WordNet-Based Semantically Improved Frequency of Terms for Arabic Information Reclamation
Hiba ALMarwi *
Department of Computer Science, Faculty of Computer and IT, Sana’a University, Sana’a, Yemen.
Marwa Al-Hadi
Department of Computer Science, Faculty of Computer and IT, Sana’a University, Sana’a, Yemen.
Mohammed Mohammed Zayed
Department of Information System, Faculty of Computer and IT, Sana’a University, Sana’a, Yemen.
*Author to whom correspondence should be addressed.
Abstract
Information retrieval systems often struggle to retrieve relevant documents due to term mismatch and the limitations of short user queries. Query Expansion (QE) has been extensively employed to address these challenges by augmenting the original query with additional terms.
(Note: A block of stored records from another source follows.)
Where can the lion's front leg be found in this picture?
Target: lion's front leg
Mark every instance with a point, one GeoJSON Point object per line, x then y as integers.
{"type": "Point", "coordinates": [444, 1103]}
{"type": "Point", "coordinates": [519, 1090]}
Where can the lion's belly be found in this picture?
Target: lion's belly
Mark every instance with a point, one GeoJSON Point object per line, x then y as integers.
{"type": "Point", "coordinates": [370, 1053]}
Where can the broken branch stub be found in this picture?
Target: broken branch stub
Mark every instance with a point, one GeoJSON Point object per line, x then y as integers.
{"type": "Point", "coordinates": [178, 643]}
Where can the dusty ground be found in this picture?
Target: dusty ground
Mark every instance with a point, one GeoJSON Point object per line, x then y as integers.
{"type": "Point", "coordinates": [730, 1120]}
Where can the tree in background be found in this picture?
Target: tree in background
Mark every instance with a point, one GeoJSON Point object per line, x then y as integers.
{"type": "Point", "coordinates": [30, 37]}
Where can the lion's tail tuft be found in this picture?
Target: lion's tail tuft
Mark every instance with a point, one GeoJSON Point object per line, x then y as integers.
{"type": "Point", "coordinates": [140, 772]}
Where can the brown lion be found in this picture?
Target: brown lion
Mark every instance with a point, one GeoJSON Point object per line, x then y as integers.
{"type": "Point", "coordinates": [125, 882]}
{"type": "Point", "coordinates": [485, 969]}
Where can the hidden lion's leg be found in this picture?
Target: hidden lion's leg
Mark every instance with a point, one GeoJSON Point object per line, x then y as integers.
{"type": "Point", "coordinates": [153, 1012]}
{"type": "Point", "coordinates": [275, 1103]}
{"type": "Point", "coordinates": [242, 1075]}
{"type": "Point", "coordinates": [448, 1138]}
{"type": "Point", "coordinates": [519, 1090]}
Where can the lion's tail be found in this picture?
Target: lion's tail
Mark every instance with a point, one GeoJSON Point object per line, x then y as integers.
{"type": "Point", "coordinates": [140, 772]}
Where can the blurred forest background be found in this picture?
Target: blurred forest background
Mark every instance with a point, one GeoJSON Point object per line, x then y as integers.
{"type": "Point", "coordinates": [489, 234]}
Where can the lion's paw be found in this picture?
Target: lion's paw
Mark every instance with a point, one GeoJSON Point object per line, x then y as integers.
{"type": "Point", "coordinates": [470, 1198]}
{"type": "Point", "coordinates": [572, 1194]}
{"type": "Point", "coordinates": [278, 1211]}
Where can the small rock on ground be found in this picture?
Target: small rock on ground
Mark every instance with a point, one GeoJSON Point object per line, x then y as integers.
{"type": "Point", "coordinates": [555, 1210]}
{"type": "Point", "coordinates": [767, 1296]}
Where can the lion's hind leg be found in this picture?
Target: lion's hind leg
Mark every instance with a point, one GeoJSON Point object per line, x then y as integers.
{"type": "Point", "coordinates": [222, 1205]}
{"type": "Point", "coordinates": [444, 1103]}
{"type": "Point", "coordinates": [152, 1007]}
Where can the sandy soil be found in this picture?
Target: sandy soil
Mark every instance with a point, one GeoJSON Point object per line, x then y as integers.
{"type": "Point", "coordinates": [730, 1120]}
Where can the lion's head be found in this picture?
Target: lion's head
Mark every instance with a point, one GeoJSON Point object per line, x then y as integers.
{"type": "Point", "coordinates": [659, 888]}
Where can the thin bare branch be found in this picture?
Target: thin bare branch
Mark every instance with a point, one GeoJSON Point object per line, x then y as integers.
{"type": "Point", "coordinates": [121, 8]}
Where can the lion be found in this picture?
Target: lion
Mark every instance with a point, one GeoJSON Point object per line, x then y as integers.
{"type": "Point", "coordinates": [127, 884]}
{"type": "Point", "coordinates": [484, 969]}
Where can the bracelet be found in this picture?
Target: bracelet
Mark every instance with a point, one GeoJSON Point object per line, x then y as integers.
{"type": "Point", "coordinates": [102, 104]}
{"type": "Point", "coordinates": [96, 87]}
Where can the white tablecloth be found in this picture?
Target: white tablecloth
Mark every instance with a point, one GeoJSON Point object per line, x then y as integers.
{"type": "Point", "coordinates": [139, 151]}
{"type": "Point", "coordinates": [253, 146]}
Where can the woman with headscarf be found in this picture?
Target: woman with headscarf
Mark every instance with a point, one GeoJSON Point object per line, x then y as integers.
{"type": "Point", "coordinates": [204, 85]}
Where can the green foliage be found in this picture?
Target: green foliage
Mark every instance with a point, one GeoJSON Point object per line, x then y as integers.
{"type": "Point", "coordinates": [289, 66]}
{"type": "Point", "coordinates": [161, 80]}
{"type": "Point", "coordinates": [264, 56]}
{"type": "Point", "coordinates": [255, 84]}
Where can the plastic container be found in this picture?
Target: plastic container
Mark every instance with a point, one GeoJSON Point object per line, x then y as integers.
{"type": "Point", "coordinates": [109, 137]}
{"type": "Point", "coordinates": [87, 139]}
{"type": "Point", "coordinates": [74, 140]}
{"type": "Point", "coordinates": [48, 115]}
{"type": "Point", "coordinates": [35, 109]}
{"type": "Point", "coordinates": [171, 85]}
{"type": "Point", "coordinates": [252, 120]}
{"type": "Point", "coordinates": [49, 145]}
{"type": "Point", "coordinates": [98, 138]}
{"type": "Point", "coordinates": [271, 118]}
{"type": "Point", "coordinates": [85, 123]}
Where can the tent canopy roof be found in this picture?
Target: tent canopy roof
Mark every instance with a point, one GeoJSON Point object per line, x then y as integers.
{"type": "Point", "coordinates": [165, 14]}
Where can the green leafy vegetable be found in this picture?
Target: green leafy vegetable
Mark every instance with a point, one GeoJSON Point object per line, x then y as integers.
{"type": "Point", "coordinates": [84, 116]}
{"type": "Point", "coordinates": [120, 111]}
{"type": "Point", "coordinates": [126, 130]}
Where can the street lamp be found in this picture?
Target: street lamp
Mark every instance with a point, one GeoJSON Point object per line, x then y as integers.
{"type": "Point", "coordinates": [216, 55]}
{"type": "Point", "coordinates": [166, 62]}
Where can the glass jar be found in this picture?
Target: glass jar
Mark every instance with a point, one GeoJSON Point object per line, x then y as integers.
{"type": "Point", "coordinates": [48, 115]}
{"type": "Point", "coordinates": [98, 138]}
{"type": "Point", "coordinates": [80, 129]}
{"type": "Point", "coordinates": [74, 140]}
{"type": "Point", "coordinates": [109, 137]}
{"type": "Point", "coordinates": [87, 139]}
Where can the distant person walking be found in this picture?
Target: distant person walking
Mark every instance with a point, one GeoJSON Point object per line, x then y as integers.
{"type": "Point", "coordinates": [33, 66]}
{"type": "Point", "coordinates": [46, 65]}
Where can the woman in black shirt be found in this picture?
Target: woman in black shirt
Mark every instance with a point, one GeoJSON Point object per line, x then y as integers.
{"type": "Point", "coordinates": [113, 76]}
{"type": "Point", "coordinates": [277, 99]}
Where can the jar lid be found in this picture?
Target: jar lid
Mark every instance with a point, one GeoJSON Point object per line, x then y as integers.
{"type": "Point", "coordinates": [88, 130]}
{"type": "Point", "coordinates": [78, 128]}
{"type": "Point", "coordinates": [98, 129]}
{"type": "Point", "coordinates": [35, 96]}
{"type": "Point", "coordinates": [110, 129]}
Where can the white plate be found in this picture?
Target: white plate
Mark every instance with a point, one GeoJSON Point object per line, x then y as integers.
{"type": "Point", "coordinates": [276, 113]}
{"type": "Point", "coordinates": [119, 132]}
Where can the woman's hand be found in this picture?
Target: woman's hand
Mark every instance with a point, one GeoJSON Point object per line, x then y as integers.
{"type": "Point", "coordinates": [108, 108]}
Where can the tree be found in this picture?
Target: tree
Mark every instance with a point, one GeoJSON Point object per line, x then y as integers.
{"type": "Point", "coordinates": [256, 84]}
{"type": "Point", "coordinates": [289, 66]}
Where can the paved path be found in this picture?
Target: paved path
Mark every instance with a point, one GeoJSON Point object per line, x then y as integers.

In this study, a novel query expansion approach is proposed that integrates pseudo-relevance feedback with WordNet. WordNet is a lexical semantic resource used in NLP and information retrieval to support semantic understanding and query expansion beyond keyword matching. To mitigate the mismatch, issue inherent in relevance feedback, WordNet is utilized to improve semantic similarity measurements between terms. However, the inclusion of expanded terms may introduce noise into the retrieval process. To address this, the Crow Search Algorithm (CSA) is applied as a filtering mechanism to select semantically relevant terms that better reflect user intent. Performance evaluation is conducted using the Mean Average Precision (MAP) metric, with a comparative analysis against the MAP values of a baseline standard search system. Experimental evaluation on a real-world dataset demonstrates the effectiveness of the proposed approach.
Keywords: Query expansion, term frequency, Crow Search Algorithm, information retrieval.